Estas palabras llenaron de alegría a Hamida, que tuvo que volver el rostro para que Abbas no se diera cuenta. El joven había caído en la trampa más rápidamente de lo que ella había calculado. Lo que más le agradó fue oírle decir aquello de «Lo que has hecho no tiene remedio», porque significaba que no iba a perdonarla, cosa que la alivió. Por encima de todo, lo que no quería era que tratara de hacerla volver con él.

—No podré olvidar nunca que me has abandonado y que la gente te ha visto en la calle con él… Entre nosotros dos todo ha terminado, Hamida. La muchacha que he amado ya no existe. Pero el monstruo ha de sufrir. ¿Dónde puedo encontrarlo?

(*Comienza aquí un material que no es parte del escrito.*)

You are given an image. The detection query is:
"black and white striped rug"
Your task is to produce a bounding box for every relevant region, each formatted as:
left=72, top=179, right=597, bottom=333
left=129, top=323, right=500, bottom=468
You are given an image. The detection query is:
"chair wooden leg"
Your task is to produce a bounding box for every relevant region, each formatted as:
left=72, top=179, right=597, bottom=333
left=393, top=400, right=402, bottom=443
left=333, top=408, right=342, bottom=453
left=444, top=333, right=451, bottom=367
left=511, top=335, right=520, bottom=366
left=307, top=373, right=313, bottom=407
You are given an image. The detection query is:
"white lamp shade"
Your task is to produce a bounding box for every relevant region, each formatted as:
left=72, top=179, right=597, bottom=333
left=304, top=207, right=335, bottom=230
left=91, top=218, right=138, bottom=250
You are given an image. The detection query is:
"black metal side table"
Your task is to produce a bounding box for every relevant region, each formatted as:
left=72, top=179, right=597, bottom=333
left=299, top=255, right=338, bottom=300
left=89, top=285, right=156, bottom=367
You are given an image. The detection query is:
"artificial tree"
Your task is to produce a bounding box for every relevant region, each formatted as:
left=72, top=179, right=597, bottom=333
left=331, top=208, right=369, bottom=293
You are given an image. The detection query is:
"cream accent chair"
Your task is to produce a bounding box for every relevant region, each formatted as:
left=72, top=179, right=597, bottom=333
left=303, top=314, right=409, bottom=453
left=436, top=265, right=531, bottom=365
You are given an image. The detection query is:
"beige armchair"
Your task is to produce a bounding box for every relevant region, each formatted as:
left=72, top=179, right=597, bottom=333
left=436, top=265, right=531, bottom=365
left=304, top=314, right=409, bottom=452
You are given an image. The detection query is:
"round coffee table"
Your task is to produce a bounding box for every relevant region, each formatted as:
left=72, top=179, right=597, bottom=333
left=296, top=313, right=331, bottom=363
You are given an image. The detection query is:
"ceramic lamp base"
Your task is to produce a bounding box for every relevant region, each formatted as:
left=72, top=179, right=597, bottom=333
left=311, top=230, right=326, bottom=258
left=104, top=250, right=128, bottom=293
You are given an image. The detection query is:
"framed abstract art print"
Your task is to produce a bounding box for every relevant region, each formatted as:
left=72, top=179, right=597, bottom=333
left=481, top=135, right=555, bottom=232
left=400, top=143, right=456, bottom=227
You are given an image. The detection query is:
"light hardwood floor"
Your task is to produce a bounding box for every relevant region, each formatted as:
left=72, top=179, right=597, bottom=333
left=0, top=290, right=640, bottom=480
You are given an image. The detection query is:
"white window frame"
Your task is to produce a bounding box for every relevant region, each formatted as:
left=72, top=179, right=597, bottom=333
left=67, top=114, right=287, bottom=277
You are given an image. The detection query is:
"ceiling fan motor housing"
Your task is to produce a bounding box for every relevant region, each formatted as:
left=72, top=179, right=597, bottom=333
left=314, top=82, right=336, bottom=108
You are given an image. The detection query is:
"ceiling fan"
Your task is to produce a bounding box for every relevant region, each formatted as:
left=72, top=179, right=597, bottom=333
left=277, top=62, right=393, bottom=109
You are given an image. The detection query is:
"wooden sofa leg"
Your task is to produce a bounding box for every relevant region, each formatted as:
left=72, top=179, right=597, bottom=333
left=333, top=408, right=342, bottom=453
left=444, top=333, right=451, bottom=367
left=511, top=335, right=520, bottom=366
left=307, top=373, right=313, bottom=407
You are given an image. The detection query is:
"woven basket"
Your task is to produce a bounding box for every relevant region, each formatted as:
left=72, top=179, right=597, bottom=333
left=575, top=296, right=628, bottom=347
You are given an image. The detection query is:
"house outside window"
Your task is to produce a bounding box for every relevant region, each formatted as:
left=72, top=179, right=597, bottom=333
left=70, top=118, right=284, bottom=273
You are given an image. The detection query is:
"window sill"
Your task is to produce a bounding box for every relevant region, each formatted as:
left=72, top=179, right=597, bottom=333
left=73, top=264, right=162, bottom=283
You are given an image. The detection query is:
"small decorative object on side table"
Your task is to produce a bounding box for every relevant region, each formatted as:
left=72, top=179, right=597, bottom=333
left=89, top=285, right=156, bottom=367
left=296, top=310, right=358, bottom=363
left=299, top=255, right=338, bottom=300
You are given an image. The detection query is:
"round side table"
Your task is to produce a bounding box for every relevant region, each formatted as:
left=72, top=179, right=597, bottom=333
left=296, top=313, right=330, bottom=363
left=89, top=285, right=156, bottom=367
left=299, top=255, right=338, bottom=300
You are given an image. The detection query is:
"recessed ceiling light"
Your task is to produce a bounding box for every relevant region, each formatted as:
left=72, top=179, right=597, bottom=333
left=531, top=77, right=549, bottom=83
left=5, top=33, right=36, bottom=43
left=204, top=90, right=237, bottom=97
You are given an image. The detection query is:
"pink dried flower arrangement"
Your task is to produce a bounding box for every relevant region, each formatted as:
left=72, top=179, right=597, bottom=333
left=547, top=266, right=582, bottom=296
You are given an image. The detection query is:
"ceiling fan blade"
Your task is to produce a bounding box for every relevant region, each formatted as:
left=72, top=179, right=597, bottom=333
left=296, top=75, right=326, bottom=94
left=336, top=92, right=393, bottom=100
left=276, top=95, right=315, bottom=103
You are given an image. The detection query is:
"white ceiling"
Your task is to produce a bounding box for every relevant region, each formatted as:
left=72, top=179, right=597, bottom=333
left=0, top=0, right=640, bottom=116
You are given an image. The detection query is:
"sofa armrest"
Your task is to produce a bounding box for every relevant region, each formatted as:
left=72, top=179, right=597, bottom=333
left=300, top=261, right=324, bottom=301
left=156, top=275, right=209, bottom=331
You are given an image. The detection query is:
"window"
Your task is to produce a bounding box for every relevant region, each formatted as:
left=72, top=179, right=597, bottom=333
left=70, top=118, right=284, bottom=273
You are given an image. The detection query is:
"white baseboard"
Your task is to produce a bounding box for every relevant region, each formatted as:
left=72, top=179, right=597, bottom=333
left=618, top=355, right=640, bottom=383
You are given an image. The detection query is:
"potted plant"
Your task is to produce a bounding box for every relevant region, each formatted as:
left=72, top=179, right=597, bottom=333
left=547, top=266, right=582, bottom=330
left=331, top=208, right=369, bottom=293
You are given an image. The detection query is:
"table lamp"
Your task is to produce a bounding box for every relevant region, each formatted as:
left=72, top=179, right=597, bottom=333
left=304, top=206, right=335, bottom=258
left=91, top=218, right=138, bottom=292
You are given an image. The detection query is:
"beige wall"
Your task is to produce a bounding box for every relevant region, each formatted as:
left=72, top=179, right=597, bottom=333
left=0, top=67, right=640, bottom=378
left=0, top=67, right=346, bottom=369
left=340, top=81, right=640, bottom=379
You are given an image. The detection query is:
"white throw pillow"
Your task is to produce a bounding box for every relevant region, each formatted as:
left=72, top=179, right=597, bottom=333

—Hoy es imposible. Ven el próximo domingo. Estará en el bar que hay al comienzo de esta calle. Será el único egipcio del local. Yo lo miraré cuando tú me des la señal. ¿Qué piensas hacerle? —le preguntó como si temiera las consecuencias que ello pudiera acarrearle a Abbas.

—Le romperé la cara.

Le miró, preguntándose si Abbas sería capaz de cometer un asesinato. Tuvo sus dudas, pero abrigó la esperanza de que, por lo menos, el encuentro acabara en comisaría y Faraj tuviera que enfrentarse a la policía. De esta manera ella conseguiría ser vengada y libre, a la vez. La idea le encantó. Esperaba sinceramente que Abbas saliera ileso del incidente.

—Tendrás mucho cuidado, ¿verdad? Pégale y llévalo a comisaría. Y que la policía se haga cargo de él.

Pero Abbas no escuchaba. Murmuró, apesadumbrado y hablando a solas:

—Sufrimos los dos. Lo tiene que pagar. Ha arruinado nuestras vidas. No hay derecho de que el sinvergüenza viva en paz y se ría de nosotros. Lo mataré. ¡Lo estrangularé! —Entonces miró a Hamida y le preguntó—: ¿Y tú, Hamida? ¿Qué harás cuando haya muerto el gángster?

Era la pregunta que Hamida más temía porque implicaba la posibilidad que le pidiera volver con él.

—Mis vínculos con la vida de antes se han roto definitivamente —contestó con voz resuelta—. Venderé las joyas y buscaré un trabajo digno. Me iré lejos de aquí.

Abbas permaneció pensativo. Su silencio inquietó a la muchacha. Finalmente el joven agachó la cabeza y murmuró con voz casi inaudible:

—No puedo perdonarte, mi corazón no llega a tanto. Pero te ruego que no desaparezcas hasta ver cómo termina todo eso.

La nota de perdón que se detectaba en su voz impacientó a Hamida. A ambos, a Ibrahim Faraj y Abbas, los quisiera muertos.

Desaparecer le sería fácil, pensó, pero antes deseaba asegurarse de que iba a ser vengada. Después se marcharía a Alejandría, la ciudad de la que Ibrahim le había hablado con frecuencia. Allí podría vivir libremente.

—Como tú quieras, Abbas —dijo dulcemente.

El corazón del joven clamaba venganza, a la vez que estaba profundamente conmovido por el afecto que le inspiraba Hamida.